Consider a project with initial investment of TZS 18,000,000 and the following annual
cashflows.
Year Cashflow in ‘000’ TZS
1 4,000
2 6,000
3 6,000
4 4,000
5 4,000
Required:
Compute the payback period for the project.

QUESTION TWO
Consider a company that is evaluating whether or not to buy a store in a newly built mall.
The purchase price is TZS 500 million. Assuming the store has an estimated life of 5
years and will need to be completely scraped at the end of that period. The projected net
income in year 1 through 5 is 100 million, 150 million, 50 million, 0 and -50 million
respectively. Compute the AAR of this project.

QUESTION THREE
You are asked to evaluate the following two projects for ABC Ltd using NPV method,
which project would be selected? if a discount rate is 10%.
Year Project X in Project Y (TZS
TZS ‘000’ 000’)
1 -10,000 -22,000
2 4,000 10,000
3 5,000 9,000
4 4,000 6,000
5 3,000 7,000

QUASTION FOUR

The cost of a project is TZS 50,000 and it generates cash inflows of TZS 20,000, TZS
15,000, TZS 25,000, and TZS 10,000 over four years.

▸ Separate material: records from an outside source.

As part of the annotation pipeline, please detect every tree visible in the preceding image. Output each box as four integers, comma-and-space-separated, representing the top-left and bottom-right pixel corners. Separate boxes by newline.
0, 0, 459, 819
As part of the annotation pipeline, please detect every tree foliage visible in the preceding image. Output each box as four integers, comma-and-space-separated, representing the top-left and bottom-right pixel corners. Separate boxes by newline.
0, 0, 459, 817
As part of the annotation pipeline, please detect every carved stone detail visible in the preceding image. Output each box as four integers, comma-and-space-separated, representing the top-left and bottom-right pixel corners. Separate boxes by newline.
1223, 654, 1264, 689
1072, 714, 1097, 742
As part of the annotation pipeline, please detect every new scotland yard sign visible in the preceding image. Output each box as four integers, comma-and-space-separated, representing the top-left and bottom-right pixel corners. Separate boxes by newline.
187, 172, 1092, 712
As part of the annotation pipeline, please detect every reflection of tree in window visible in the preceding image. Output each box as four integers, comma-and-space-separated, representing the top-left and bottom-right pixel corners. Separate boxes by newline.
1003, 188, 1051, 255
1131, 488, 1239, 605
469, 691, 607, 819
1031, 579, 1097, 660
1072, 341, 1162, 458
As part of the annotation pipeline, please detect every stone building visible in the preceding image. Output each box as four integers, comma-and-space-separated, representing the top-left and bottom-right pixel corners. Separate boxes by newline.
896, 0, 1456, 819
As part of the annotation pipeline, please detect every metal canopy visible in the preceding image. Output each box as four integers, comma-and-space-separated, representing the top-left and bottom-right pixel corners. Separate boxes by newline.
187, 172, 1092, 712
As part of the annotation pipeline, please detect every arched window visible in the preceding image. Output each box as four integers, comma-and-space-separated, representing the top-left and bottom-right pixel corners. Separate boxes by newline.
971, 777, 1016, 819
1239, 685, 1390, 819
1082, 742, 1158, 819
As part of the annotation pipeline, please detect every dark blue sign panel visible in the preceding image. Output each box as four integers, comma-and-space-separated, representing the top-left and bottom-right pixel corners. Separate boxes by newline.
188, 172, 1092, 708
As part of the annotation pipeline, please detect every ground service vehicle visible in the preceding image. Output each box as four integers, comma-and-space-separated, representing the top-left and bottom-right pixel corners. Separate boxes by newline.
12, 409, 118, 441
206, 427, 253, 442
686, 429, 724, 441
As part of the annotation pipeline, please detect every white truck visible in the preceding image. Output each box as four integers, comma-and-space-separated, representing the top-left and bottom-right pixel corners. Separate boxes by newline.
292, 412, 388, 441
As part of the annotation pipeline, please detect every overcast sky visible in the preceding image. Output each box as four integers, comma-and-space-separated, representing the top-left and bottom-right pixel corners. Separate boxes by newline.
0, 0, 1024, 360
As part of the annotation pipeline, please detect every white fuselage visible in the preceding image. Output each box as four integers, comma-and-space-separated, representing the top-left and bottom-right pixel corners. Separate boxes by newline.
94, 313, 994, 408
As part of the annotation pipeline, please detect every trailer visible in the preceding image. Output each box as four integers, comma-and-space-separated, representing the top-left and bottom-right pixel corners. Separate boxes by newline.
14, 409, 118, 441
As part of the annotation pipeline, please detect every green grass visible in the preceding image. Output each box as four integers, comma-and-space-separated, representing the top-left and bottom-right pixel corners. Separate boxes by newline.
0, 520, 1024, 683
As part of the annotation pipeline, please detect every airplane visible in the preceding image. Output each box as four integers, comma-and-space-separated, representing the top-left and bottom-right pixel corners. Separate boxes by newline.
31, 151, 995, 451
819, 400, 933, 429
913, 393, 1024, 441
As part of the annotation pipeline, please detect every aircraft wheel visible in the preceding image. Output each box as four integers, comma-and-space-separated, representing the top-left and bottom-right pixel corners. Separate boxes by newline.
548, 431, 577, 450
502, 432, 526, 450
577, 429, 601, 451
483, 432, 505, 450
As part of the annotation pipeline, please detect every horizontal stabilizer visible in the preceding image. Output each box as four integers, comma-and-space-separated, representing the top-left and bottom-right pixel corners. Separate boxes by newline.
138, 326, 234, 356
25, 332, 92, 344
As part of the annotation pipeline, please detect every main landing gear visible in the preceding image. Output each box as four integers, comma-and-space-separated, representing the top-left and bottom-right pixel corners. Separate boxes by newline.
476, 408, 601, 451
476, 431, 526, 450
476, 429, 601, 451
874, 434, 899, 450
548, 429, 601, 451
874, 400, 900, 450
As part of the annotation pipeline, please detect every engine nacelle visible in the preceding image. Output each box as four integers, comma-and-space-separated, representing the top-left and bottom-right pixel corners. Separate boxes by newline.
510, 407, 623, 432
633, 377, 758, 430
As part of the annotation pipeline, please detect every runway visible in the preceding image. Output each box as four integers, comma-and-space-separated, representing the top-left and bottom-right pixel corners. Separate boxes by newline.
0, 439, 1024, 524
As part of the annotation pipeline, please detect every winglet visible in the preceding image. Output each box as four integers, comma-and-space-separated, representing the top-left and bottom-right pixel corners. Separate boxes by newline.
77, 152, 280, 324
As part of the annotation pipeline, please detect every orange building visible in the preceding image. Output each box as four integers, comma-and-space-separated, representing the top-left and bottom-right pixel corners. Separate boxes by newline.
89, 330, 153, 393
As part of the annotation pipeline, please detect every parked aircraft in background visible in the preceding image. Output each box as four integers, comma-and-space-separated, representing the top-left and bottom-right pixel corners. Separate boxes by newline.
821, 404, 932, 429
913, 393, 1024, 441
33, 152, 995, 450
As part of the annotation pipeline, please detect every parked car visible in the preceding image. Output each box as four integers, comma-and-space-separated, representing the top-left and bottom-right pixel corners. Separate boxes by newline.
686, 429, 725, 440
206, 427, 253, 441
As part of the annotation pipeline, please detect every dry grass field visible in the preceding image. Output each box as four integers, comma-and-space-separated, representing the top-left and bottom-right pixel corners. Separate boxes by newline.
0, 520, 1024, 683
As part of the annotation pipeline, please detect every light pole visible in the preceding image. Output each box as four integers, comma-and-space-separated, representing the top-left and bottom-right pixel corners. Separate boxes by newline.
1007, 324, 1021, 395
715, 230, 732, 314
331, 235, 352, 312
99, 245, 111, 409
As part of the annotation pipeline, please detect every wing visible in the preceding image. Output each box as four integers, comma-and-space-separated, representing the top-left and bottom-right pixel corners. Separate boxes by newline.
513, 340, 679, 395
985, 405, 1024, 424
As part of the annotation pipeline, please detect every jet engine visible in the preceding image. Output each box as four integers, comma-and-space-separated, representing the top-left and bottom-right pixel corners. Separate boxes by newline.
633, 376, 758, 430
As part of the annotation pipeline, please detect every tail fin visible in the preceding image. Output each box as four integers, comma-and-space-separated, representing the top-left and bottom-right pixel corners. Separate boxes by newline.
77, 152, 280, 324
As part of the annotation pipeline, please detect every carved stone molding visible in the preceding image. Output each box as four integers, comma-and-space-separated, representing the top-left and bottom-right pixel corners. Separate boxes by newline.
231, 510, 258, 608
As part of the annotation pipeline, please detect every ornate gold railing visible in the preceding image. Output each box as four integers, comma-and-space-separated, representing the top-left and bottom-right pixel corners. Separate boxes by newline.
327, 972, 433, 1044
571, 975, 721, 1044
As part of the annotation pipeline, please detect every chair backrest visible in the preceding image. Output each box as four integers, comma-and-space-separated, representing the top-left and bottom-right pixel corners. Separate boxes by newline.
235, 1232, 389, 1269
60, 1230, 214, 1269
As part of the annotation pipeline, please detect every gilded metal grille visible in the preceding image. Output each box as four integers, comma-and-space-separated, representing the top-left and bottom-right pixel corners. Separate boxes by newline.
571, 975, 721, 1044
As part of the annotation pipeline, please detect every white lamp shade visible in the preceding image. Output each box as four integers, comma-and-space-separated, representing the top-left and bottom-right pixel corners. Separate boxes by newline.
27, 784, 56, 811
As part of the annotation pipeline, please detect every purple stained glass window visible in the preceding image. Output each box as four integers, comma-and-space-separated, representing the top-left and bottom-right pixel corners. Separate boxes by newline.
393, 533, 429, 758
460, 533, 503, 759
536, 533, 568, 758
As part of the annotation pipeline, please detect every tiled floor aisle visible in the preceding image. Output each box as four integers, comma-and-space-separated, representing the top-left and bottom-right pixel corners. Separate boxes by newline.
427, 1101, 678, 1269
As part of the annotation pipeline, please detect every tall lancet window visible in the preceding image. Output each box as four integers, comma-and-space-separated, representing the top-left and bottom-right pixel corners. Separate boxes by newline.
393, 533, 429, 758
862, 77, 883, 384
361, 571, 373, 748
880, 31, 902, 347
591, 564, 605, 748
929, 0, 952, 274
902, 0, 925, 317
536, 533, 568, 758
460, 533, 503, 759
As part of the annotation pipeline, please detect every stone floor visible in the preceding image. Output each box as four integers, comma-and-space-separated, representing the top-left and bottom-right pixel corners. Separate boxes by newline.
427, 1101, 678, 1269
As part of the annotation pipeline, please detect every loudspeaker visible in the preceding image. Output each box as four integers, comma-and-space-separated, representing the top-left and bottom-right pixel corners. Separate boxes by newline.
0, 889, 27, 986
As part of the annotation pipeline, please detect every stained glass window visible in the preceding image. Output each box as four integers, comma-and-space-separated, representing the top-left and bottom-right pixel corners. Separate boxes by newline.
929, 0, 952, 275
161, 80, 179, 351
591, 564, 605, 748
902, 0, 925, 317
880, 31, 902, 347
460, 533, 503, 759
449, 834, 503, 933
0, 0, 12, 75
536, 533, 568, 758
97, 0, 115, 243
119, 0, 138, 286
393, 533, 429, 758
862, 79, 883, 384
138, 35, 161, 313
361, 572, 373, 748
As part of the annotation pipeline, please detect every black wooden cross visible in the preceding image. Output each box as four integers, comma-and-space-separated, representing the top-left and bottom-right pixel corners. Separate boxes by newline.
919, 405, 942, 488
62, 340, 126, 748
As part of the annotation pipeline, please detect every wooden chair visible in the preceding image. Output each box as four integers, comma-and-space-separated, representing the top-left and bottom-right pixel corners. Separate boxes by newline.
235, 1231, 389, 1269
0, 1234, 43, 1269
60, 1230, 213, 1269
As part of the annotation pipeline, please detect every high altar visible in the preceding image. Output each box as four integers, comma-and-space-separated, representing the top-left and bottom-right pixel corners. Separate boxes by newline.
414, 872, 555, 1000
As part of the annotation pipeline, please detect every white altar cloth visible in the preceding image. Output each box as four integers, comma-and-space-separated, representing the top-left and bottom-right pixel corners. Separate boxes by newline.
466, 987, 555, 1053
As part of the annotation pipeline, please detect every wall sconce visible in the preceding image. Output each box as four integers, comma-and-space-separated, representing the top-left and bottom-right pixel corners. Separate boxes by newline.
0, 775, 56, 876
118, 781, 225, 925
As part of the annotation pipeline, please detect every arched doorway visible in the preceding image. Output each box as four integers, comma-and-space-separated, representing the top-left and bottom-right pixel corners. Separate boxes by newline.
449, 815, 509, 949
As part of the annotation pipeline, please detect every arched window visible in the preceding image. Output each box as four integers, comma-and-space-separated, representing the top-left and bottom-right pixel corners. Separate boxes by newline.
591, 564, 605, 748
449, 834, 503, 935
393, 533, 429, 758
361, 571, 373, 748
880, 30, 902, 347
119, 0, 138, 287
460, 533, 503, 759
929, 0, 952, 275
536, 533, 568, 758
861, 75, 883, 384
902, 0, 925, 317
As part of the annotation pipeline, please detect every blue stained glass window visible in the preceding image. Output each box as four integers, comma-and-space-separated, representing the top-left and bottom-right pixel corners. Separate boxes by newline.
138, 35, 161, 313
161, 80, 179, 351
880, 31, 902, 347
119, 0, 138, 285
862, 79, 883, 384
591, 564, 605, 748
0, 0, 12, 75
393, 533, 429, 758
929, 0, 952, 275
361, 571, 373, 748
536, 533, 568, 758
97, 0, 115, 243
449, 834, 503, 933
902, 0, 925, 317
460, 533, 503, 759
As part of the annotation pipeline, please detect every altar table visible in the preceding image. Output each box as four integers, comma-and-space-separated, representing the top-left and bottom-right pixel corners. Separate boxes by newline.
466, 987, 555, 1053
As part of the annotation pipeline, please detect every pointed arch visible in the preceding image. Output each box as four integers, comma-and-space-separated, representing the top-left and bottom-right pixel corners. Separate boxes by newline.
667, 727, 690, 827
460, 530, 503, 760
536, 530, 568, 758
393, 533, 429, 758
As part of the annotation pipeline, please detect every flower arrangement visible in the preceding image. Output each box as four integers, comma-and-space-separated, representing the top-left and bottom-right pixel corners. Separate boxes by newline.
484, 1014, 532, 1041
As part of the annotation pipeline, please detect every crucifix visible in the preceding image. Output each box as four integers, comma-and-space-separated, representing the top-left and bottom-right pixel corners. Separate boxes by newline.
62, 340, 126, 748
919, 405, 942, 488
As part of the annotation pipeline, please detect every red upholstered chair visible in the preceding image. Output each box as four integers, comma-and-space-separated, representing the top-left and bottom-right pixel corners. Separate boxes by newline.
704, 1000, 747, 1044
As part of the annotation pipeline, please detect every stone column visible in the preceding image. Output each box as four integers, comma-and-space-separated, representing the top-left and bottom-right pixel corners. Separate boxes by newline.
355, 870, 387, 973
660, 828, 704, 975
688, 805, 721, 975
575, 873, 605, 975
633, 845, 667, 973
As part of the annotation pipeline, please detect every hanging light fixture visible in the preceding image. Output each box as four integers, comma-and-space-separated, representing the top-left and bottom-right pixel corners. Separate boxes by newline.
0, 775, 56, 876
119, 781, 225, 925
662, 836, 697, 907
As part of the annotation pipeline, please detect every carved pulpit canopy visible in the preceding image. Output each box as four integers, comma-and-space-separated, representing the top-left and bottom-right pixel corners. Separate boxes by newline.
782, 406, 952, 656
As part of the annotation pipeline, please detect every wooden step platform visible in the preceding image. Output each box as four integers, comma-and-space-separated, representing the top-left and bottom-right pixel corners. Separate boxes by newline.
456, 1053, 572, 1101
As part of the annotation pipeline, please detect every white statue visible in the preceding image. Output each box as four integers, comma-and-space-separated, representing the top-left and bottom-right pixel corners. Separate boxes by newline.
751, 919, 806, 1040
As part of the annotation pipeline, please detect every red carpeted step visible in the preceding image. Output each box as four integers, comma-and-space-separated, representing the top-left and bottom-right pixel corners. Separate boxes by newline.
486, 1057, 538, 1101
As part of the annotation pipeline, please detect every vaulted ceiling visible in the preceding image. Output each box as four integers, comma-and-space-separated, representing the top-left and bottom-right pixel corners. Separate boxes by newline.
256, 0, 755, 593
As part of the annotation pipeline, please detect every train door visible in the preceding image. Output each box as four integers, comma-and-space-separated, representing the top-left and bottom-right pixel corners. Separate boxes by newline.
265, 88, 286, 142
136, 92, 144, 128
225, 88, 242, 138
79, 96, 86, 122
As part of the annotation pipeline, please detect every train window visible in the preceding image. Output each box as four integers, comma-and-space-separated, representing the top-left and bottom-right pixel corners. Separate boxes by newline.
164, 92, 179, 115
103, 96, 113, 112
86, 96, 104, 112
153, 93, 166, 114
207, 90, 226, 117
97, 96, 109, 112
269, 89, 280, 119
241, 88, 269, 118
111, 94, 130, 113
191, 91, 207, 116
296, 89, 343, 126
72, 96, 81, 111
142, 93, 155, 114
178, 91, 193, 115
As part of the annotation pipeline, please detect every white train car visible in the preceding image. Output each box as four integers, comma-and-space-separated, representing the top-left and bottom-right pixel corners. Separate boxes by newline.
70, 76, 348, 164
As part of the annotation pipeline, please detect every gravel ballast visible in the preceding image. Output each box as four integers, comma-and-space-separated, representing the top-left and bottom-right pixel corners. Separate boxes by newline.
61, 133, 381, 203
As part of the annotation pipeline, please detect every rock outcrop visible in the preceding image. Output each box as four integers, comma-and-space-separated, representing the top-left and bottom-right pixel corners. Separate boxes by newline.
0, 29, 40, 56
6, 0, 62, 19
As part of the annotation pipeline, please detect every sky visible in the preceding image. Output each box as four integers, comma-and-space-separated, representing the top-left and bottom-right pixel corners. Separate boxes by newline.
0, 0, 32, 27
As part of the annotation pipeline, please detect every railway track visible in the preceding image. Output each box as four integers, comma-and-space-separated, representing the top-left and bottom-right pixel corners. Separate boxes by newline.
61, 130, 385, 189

Required: Using the present value index method, appraise the profitability of the
proposed investment, assuming a 10% rate of discount.

QUESTION FIVE

A company is considering whether to purchase a new machine. Machines A and B are


available for TZS 80,000 each. Earnings after taxation are as follows:
Year Machine A Machine B
TZS TZS
1 24,000 8,000
2 32,000 24,000
3 40,000 32,000
4 24,000 48,000
5 16,000 32,000

Required: Evaluate the two alternatives using the following:

(a) Payback method

(b) Rate of return on investment method

(c) Net present value method. You should use a discount rate of 10%.

QUESTION SIX
A company is considering an investment in new machinery. The annual incremental
profits/(losses) relating to the investment are estimated to be:
Year 1 TZS (11,000)
Year 2 TZS 3,000
Year 3 TZS 34,000
Year 4 TZS 47,000
Year 5 TZS 8, 000
Investment at the start of the project would be TZS 175,000. The investment sum,
assuming nil disposal value after five years, would be written off using the straight-line
method. The depreciation has been included in the profit estimates above, which should
be assumed to arise at each year end.
Required:
a) Calculate the net present value (NPV) of the investment at a discount rate of 10%
per annum (the company’s required rate of return). 16
marks
Discount factors at 10% are:
Year 1 0.909
Year 2 0.826
Year 3 0.751
Year 4 0.683
Year 5 0.621
b) State, on the basis of your calculations, whether the investment is worthwhile.
Justify your statement.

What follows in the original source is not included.